It seems that mentoring has become a new buzzword for entrepreneurs and business leaders. It was only a few years ago that networking was being held up as the vital activity for business success. Is mentoring now the must have business ‘accessory’ – and could having the right person to advise you really make a difference?
Not all business mentoring schemes are created equal. To take time to find and engage with a mentor is a commitment, especially for an entrepreneur whose time is as precious as their cash. Receiving poor coaching or mentoring is the fastest way to hurt an entrepreneur or ambitious business-person and there is nothing worse than somebody giving irrelevant or even misleading advice.
Mentoring is relational so finding someone that you can admire and respect is key. You need to enjoy the conversation and the time you spend together. There are matchmaking schemes, like the Santander Breakthrough Business programme that Cause4 has set up to connect female entrepreneurs with highly successful female entrepreneur mentors, or you can use your own extended network of contacts to find someone right for the mentor role. It’s your relationship and an important and confidential one, so it needs time and care to get right.
Being a mentor for a small business entrepreneur differs to mentoring someone that is climbing up a more traditional career ladder. Given the fast-paced operating environment, feedback for entrepreneur often needs to be both robust and quick. It can feel like tough love. Having a mentor who is an established entrepreneur is helpful because they can provide some very real advice rather than the softer ‘best practice’ guidelines that can form the basis of more traditional mentoring programmes. Progress needs to be real, meaningful and measurable. The best mentors sense an entrepreneur’s urgency to get ahead and won’t pull their punches. So entrepreneurs need to be ready to be mentored.
It’s not always necessary – or appropriate – to select a mentor with whom you have a lot in common, or who is running similar businesses to our own. I’ve certainly found that having a mentor outside of my comfort zone cuts through the nitty gritty of my daily working challenges and allows me to consider the business as a whole, by looking at the fundamentals that apply to any business – cashflow, new business, resourcing, taxation, etc. So never be afraid to link to a mentor from a completely different background – that outsider’s view could be invaluable.

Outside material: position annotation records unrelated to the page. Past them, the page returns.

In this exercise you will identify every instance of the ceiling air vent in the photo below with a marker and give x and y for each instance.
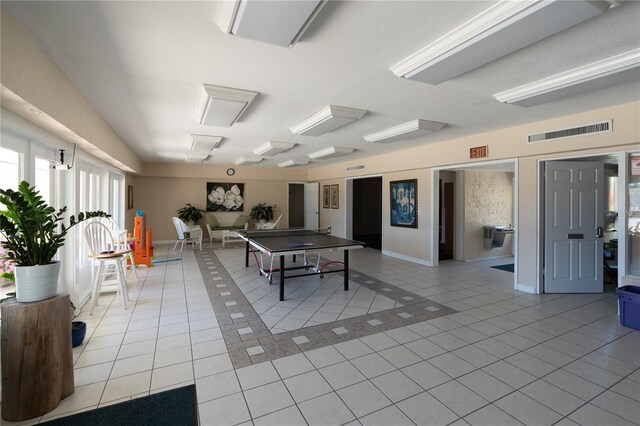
(604, 126)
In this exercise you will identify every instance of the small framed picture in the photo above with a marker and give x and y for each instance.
(129, 197)
(326, 203)
(404, 203)
(335, 196)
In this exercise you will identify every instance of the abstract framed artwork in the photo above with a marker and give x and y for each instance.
(225, 197)
(335, 196)
(129, 197)
(404, 203)
(326, 197)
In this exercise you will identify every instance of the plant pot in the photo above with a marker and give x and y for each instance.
(78, 332)
(38, 282)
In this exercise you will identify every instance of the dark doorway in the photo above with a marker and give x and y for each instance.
(445, 250)
(367, 211)
(296, 205)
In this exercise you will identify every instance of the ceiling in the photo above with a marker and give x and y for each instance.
(142, 66)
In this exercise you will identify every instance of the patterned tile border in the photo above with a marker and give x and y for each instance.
(249, 341)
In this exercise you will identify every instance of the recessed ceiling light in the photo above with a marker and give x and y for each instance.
(291, 163)
(273, 148)
(195, 158)
(408, 130)
(245, 160)
(276, 22)
(222, 106)
(203, 142)
(327, 119)
(332, 151)
(604, 73)
(497, 31)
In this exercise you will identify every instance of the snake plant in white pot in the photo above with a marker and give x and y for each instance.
(31, 237)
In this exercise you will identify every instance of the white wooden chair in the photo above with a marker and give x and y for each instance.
(186, 234)
(110, 272)
(120, 242)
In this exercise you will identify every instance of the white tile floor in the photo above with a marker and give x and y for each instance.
(505, 358)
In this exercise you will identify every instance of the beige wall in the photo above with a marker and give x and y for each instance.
(34, 87)
(334, 218)
(488, 202)
(160, 197)
(507, 143)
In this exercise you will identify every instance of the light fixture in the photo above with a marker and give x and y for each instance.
(327, 119)
(275, 22)
(195, 158)
(408, 130)
(222, 106)
(332, 151)
(273, 148)
(291, 163)
(604, 73)
(497, 31)
(203, 142)
(245, 160)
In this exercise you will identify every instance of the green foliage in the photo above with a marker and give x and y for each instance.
(30, 226)
(190, 213)
(262, 212)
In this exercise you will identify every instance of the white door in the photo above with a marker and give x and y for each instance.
(574, 216)
(311, 205)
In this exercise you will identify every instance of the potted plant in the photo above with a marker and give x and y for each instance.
(262, 213)
(190, 214)
(31, 238)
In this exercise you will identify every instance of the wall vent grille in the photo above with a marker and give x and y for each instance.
(604, 126)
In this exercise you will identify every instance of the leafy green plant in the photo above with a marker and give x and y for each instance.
(30, 228)
(262, 212)
(190, 213)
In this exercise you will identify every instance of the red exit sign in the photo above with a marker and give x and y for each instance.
(479, 151)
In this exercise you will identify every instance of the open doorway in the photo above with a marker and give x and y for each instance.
(367, 211)
(475, 214)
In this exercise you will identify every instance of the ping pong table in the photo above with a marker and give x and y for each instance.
(305, 242)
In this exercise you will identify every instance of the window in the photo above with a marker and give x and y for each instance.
(10, 168)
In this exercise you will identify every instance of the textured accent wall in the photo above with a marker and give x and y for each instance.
(488, 202)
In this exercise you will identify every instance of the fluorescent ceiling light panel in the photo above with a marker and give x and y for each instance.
(499, 30)
(408, 130)
(327, 119)
(291, 163)
(273, 148)
(195, 158)
(203, 142)
(247, 160)
(222, 106)
(275, 22)
(617, 69)
(332, 151)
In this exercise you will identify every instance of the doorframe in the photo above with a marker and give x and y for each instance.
(435, 207)
(622, 205)
(348, 205)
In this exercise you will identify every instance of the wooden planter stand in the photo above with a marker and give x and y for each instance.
(37, 361)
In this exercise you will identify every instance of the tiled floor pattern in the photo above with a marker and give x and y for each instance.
(249, 341)
(506, 358)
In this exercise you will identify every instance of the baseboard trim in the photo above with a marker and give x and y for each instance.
(525, 288)
(408, 258)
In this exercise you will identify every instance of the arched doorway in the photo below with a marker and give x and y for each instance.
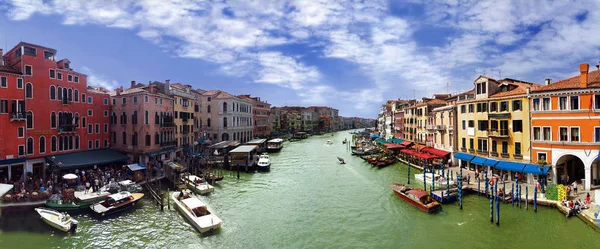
(568, 169)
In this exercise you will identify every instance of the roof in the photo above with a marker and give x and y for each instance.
(193, 203)
(88, 158)
(571, 83)
(244, 149)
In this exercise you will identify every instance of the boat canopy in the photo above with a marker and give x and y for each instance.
(193, 203)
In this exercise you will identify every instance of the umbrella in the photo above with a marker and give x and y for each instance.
(70, 177)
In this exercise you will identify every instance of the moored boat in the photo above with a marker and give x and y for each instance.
(416, 197)
(116, 203)
(195, 211)
(58, 220)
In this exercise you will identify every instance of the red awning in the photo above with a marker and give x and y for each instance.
(436, 152)
(393, 146)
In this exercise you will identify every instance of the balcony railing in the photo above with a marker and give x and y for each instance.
(18, 116)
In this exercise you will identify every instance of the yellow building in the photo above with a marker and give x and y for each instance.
(494, 126)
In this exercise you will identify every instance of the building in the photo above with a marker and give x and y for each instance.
(227, 117)
(261, 114)
(565, 119)
(142, 123)
(56, 114)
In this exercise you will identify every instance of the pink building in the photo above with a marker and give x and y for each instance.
(142, 123)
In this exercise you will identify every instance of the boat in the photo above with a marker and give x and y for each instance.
(439, 180)
(416, 197)
(195, 211)
(78, 203)
(58, 220)
(126, 185)
(264, 162)
(197, 184)
(116, 203)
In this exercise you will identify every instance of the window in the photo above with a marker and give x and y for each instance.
(516, 105)
(29, 90)
(563, 134)
(30, 146)
(546, 104)
(29, 120)
(537, 133)
(517, 125)
(42, 145)
(28, 70)
(574, 102)
(536, 104)
(574, 134)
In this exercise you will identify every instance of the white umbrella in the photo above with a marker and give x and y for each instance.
(70, 177)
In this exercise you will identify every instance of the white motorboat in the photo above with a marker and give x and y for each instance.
(197, 184)
(440, 181)
(58, 220)
(264, 162)
(195, 211)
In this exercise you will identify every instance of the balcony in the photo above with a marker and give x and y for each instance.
(18, 116)
(502, 133)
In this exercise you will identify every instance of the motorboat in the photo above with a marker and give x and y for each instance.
(197, 184)
(274, 145)
(264, 162)
(195, 211)
(116, 203)
(416, 197)
(440, 180)
(58, 220)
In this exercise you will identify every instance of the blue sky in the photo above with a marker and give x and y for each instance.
(351, 55)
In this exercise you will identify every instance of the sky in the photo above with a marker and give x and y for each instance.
(350, 55)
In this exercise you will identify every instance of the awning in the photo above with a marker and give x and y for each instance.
(436, 152)
(463, 156)
(88, 158)
(490, 162)
(516, 167)
(536, 169)
(136, 166)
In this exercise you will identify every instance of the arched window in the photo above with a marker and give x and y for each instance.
(29, 91)
(42, 145)
(29, 120)
(30, 146)
(52, 92)
(53, 120)
(53, 144)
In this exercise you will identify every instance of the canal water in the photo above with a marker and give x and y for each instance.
(308, 200)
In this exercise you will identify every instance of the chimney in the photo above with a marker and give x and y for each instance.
(583, 69)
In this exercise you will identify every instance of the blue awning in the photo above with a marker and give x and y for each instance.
(136, 166)
(516, 167)
(490, 162)
(478, 160)
(463, 156)
(536, 169)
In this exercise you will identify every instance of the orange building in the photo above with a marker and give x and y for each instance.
(565, 120)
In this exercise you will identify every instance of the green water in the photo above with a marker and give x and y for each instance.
(309, 200)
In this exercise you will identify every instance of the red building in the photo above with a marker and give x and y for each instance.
(61, 114)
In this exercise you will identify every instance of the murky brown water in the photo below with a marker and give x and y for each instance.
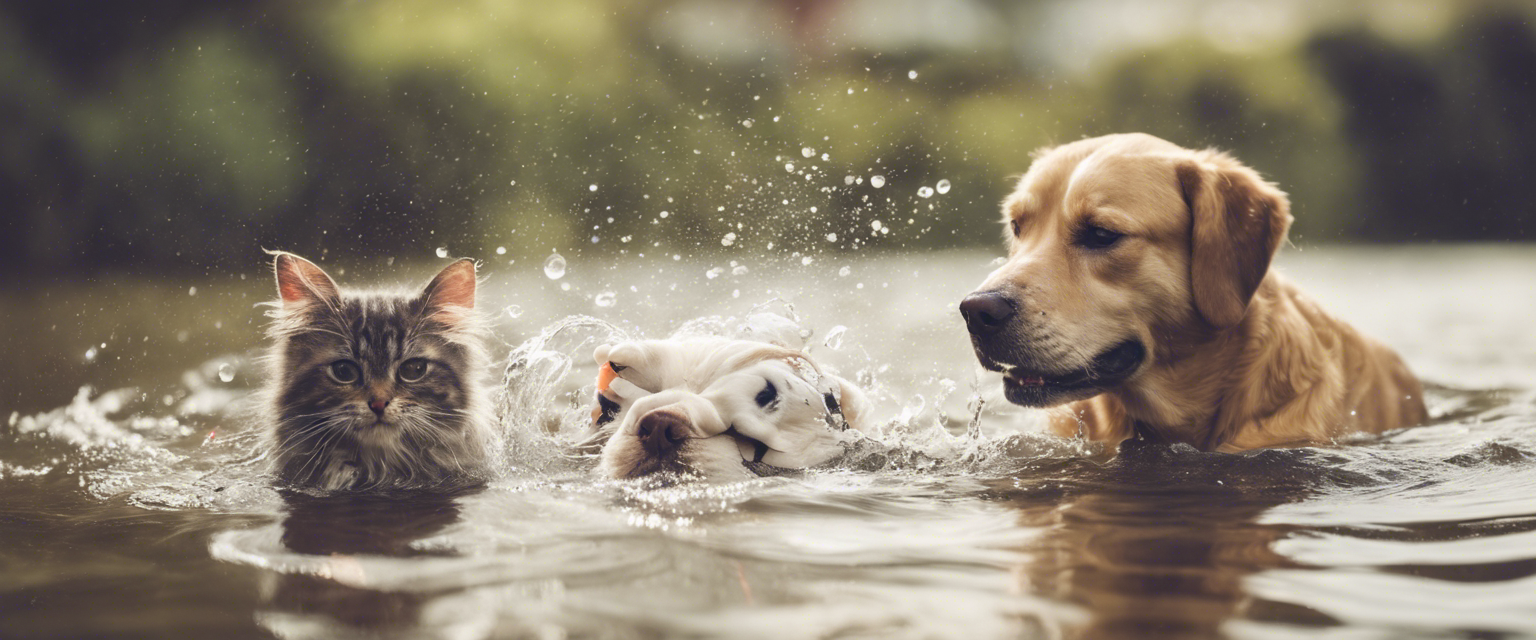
(119, 516)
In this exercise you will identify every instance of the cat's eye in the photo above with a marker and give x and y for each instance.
(413, 369)
(344, 372)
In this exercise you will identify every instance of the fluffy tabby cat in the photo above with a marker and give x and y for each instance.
(377, 389)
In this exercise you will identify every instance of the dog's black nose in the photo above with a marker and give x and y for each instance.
(661, 433)
(986, 312)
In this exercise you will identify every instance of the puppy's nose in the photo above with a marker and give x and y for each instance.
(986, 312)
(661, 433)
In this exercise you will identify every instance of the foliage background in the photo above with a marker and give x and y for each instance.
(185, 135)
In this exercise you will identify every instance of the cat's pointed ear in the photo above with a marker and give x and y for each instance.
(452, 287)
(300, 281)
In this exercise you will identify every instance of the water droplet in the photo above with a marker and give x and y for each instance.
(834, 338)
(555, 266)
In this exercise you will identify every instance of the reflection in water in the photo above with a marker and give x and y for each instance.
(1157, 542)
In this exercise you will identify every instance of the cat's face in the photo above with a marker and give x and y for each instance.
(375, 389)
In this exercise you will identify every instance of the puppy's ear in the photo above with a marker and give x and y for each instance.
(300, 281)
(1238, 221)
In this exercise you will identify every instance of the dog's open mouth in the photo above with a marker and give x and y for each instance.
(1048, 389)
(753, 451)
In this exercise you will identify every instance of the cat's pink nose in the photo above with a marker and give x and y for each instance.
(378, 405)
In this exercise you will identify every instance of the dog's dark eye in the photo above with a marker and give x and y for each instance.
(767, 395)
(1092, 237)
(413, 369)
(344, 372)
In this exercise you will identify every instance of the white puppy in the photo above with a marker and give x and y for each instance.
(721, 409)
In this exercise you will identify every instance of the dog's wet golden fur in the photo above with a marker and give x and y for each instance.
(1137, 300)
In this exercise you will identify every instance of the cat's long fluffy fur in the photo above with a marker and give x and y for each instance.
(377, 389)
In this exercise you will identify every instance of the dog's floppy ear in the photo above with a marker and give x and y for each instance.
(1238, 221)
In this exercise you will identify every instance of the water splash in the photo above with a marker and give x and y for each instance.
(834, 338)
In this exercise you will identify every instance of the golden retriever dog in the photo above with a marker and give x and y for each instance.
(719, 409)
(1137, 293)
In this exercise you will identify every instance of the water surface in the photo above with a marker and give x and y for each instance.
(132, 499)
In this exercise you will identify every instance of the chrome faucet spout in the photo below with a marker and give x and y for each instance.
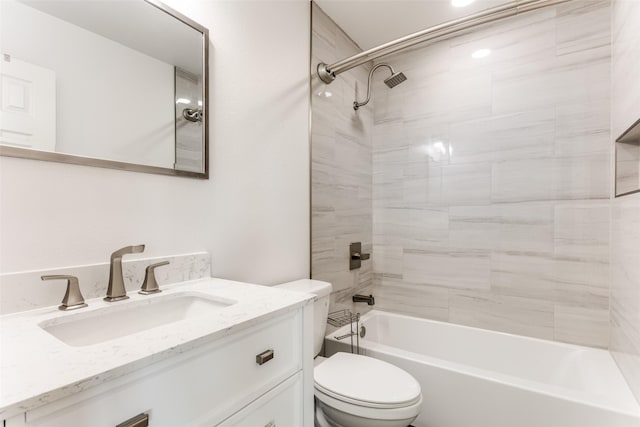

Many mentoring relationships fail because the mentee was expecting the impossible. A mentor is not going to do your job for you or shelter you from the storms that you might be facing. This is not a cozy chat with a friend. Some of the advice you hear will be hard to take. Wanting change is one thing – being prepared to change is another. So consider are you a good mentee? Open-minded, non-defensive and selective about the advice you follow? After all, not all advice will be good advice – you’re the expert about your own business, so you need to be clear what guidance to jump on and what to leave behind.
So happy National Mentoring Day. If you’re lucky enough to have a mentor for your own small business, who can encourage, advise and act as a sounding board as you face down the challenges, send them a thank you. And, if you don’t have a mentor maybe it’s time to start looking for one. They’re all the rage.